China’s biggest e-commerce company, founded by billionaire and former school teacher Jack Ma, now faces the challenge of coping with the abrupt replacement of its CEO and COO and with revamping its payment and credit-ranking system to prevent the fraud it announced on Monday.
Alibaba.com’s shares fell by as much as 9.6 percent to HK$15.08 and ended down 8.6 percent, logging the biggest fall since September 2009, during the global financial crisis. The broader Hong Kong market shed 2.1 percent.
Alibaba.com, which dominates China’s business-to-business Internet space, needs to rework its business model, but most analysts say the latest management shakeup will have limited impact on its financial performance in the next few quarters.
“It may shake up some of the confidence level of the buyers, mostly international buyers,” said Alicia Yap, an analyst with Citi in Hong Kong.
Volume in Alibaba.com surged to 71 million shares, nearly five times the average traded over the past 30 days. Before Tuesday’s fall, the shares were up 20 percent so far this year.
Morgan Stanley cuts its Alibaba rating to equal-weight, while Mirae downgraded it to hold due to challenges faced by the new CEO to revamp its payment and credit-ranking systems.
However, CLSA and Yuanta Research retained their buy recommendations on the stock, while Macquarie held on to its price target of HK$12.50.
Jonathan Lu, a 41-year-old who heads up unlisted online retailer Taobao, will take over as CEO of Alibaba.

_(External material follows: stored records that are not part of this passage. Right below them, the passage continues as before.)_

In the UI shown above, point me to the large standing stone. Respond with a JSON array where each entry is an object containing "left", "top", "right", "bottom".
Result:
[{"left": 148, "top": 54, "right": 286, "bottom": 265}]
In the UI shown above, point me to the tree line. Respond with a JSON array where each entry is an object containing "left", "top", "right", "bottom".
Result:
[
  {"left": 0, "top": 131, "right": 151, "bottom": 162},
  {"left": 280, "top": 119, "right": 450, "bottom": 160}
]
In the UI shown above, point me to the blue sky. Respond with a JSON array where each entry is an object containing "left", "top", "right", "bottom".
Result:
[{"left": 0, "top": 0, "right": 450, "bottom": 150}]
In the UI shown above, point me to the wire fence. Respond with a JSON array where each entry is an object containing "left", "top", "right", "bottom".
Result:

Analysts said a key challenge that Lu faces was to train up its employees to winnow out dodgy suppliers.
“It’s also to do with the integrity of the employees. Without the help of the internal employees, a lot of these accounts will actually not be able to pass,” Yap said.
Standard Chartered analyst Don See said in a report the move could possibly pave the way for a possible injection of Taobao’s assets into Alibaba.com.
On Monday, Alibaba.com CEO David Wei Zhe and Chief Operating Officer Elvis Lee Shi-huei resigned after a noticeable increase in fraudulent transactions at the Chinese e-commerce firm’s website.
The company said Lee and Wei were not personally involved in any of the claims and that they had made good faith efforts to address the problem, but were resigning to take responsibility for a “systemic breakdown.”
“We are concerned that the company’s overseas customers will be less willing to transact business with the company’s CGS (China Gold Supplier) members as the level of trust in the platform declines,” said Paul Wuh, an analyst at Samsung Securities.
Alibaba.com’s so-called China Gold Suppliers is a network of high-volume members. Samsung is maintaining a sell rating for Alibaba’s stock with a target price of HK$11.
Alibaba.com, a unit of Alibaba Group, 40 percent owned by Yahoo! Inc, focuses on connecting small and medium-sized companies at home and abroad on sourcing for goods, such as garments, computers and machinery.
The company, founded by Jack Ma, who has been featured on the covers of magazines such as Forbes, competes with Global Sources in China’s roughly 1.7 billion yuan business-to-business marketplace.
China’s e-commerce market is growing rapidly, with online retail sales expected to surge to $159.4 billion by 2015 from $48.8 billion, according to industry forecasts.
In November, Alibaba.com reported a record quarterly profit of 366 million yuan ($55 million) in July-September, though the company sees slower growth due to new service price hikes and as China’s exports growth eases.